JSON-Clustering

Similarity between JSON documents on the basis of their structure, their semantics and context.

Introduction

What is JSON?

JavaScript Object Notation (JSON) is a widely adopted format for representing structured data in text based format. The notation is derived from the popular JavaScript programming language but its convention can be understood and parsed in several other programming languages. Currently, data is stored and exchanged using the JSON notation. A JSON is commonly structured as an order of key/value pairs. The key is usually a defined string while a value can be of type strings, numbers, booleans, objects or arrays (An ordered list of values). A JSON structure can be represented as a tree.

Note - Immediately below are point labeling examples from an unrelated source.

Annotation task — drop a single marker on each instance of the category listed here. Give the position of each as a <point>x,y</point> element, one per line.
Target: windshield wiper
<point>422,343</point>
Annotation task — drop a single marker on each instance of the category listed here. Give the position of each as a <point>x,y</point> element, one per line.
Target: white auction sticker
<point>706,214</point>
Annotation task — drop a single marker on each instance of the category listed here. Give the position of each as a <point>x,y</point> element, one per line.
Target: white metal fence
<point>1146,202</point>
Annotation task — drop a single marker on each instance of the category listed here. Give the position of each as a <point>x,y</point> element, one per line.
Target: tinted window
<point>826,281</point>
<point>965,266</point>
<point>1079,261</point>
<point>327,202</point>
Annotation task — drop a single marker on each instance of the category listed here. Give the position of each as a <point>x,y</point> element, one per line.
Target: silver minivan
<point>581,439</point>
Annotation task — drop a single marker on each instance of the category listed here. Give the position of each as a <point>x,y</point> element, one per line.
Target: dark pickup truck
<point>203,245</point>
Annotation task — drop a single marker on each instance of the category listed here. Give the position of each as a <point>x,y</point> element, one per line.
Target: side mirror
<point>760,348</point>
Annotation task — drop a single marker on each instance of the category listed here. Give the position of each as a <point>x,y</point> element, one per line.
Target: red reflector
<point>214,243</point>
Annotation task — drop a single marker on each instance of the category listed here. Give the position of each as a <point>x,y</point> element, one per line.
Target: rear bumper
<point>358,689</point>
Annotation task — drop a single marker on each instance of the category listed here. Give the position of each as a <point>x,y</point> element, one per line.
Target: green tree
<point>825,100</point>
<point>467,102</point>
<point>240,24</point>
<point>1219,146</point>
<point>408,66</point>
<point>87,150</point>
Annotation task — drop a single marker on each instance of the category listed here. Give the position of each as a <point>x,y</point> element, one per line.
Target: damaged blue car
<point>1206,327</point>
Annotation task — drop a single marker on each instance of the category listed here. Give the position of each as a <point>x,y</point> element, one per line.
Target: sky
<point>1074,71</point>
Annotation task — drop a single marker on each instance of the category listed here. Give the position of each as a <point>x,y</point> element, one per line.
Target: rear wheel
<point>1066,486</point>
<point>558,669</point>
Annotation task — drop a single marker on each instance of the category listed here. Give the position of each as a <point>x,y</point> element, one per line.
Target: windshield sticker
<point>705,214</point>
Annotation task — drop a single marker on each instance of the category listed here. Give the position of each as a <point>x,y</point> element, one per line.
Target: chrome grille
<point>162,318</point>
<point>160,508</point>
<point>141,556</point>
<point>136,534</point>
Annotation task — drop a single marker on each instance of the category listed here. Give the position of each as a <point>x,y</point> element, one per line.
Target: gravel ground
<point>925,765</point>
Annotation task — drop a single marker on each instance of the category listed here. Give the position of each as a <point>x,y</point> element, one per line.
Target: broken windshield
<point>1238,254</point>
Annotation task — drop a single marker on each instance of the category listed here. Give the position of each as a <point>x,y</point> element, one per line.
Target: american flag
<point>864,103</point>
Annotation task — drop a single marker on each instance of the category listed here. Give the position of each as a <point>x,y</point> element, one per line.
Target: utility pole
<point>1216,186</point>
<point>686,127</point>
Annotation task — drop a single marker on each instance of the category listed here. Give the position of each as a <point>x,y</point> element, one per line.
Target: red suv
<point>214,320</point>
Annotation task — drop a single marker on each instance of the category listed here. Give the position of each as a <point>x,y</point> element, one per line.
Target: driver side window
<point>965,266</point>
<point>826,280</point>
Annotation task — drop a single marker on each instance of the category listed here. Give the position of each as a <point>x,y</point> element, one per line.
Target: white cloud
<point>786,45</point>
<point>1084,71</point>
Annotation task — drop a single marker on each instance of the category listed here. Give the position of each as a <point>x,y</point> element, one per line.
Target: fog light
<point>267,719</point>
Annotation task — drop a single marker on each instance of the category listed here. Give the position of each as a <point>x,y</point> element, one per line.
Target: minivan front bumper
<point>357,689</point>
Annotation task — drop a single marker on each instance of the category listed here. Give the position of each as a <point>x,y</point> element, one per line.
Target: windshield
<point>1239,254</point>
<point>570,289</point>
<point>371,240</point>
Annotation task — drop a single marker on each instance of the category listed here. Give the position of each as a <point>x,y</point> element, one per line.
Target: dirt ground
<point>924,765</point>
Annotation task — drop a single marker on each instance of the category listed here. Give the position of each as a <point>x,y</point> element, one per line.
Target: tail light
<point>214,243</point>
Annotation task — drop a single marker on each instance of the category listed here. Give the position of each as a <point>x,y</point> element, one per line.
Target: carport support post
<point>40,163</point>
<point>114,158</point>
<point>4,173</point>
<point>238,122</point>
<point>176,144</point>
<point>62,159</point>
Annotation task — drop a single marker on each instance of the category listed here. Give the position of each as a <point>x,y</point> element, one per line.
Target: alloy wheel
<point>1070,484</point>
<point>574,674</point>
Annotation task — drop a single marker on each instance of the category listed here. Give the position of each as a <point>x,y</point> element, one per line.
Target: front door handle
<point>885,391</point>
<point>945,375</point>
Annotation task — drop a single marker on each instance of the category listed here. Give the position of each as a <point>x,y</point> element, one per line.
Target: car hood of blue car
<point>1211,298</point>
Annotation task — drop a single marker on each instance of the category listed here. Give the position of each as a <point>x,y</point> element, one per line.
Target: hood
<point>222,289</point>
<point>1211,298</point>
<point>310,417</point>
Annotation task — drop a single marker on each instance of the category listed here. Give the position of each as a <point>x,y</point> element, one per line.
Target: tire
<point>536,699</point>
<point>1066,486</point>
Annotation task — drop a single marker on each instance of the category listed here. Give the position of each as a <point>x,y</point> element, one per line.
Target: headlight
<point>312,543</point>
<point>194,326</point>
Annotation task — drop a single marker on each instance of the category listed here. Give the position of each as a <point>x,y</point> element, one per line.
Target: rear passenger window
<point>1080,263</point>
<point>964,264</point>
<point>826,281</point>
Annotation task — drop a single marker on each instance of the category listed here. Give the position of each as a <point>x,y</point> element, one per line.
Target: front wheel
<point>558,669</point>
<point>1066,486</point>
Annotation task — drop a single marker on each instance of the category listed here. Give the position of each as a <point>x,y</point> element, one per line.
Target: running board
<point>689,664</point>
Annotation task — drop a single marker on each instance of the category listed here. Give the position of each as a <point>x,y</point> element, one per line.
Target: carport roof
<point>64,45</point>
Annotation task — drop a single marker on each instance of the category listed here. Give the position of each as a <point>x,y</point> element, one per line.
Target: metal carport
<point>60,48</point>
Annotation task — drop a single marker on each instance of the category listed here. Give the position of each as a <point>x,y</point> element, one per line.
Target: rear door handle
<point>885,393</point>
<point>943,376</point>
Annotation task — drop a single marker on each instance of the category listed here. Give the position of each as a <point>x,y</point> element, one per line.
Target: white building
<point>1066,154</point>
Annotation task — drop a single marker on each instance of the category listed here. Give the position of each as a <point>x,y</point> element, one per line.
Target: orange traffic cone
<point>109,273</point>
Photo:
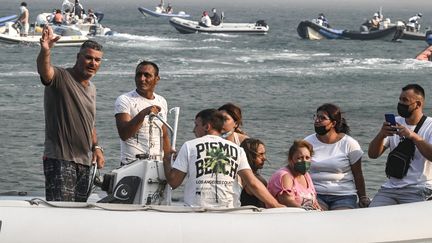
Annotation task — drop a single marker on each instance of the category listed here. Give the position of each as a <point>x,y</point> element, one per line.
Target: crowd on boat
<point>220,167</point>
<point>376,22</point>
<point>71,19</point>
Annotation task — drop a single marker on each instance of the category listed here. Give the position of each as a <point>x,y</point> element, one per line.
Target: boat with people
<point>411,35</point>
<point>313,31</point>
<point>11,35</point>
<point>155,13</point>
<point>5,19</point>
<point>138,207</point>
<point>101,222</point>
<point>185,26</point>
<point>86,28</point>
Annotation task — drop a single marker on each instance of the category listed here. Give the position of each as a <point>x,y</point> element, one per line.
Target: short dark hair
<point>335,114</point>
<point>297,145</point>
<point>418,90</point>
<point>212,117</point>
<point>250,146</point>
<point>92,45</point>
<point>144,63</point>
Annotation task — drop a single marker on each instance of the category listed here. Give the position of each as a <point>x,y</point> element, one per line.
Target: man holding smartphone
<point>417,184</point>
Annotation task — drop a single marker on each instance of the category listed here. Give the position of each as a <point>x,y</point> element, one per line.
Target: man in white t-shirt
<point>132,112</point>
<point>212,165</point>
<point>24,19</point>
<point>416,185</point>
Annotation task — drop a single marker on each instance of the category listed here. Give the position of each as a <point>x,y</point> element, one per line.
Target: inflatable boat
<point>137,208</point>
<point>146,12</point>
<point>313,31</point>
<point>10,18</point>
<point>410,35</point>
<point>391,34</point>
<point>9,34</point>
<point>185,26</point>
<point>86,29</point>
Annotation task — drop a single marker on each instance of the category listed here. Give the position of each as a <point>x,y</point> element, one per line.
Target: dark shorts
<point>65,180</point>
<point>334,202</point>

As mentioned earlier, JSON notations are popularly being used for storing structured data and is used in NoSQL or nonrelational databases. Databases that make use of JSON representation to store, index and query data are called JSON document databases. Due to developments in distributed database systems, for the efficient storage, querying and insertions of documents in these systems, organizations of the documents plays a vital role. JSON clustering improves the effectiveness of document management systems by organizing the documents from a large collection into groups that can be useful for similarity-based retrieval.

A JSON document database is arguably the most popular category in the NoSQL family of databases. NoSQL database management differs from traditional relational databases that struggle to store data outside of columns and rows. Instead, they flexibly adapt to a wide variety of data types, changing application requirements and data models. In an era where physical storage limits are no longer a bottleneck, JSON databases deliver superior scale and performance.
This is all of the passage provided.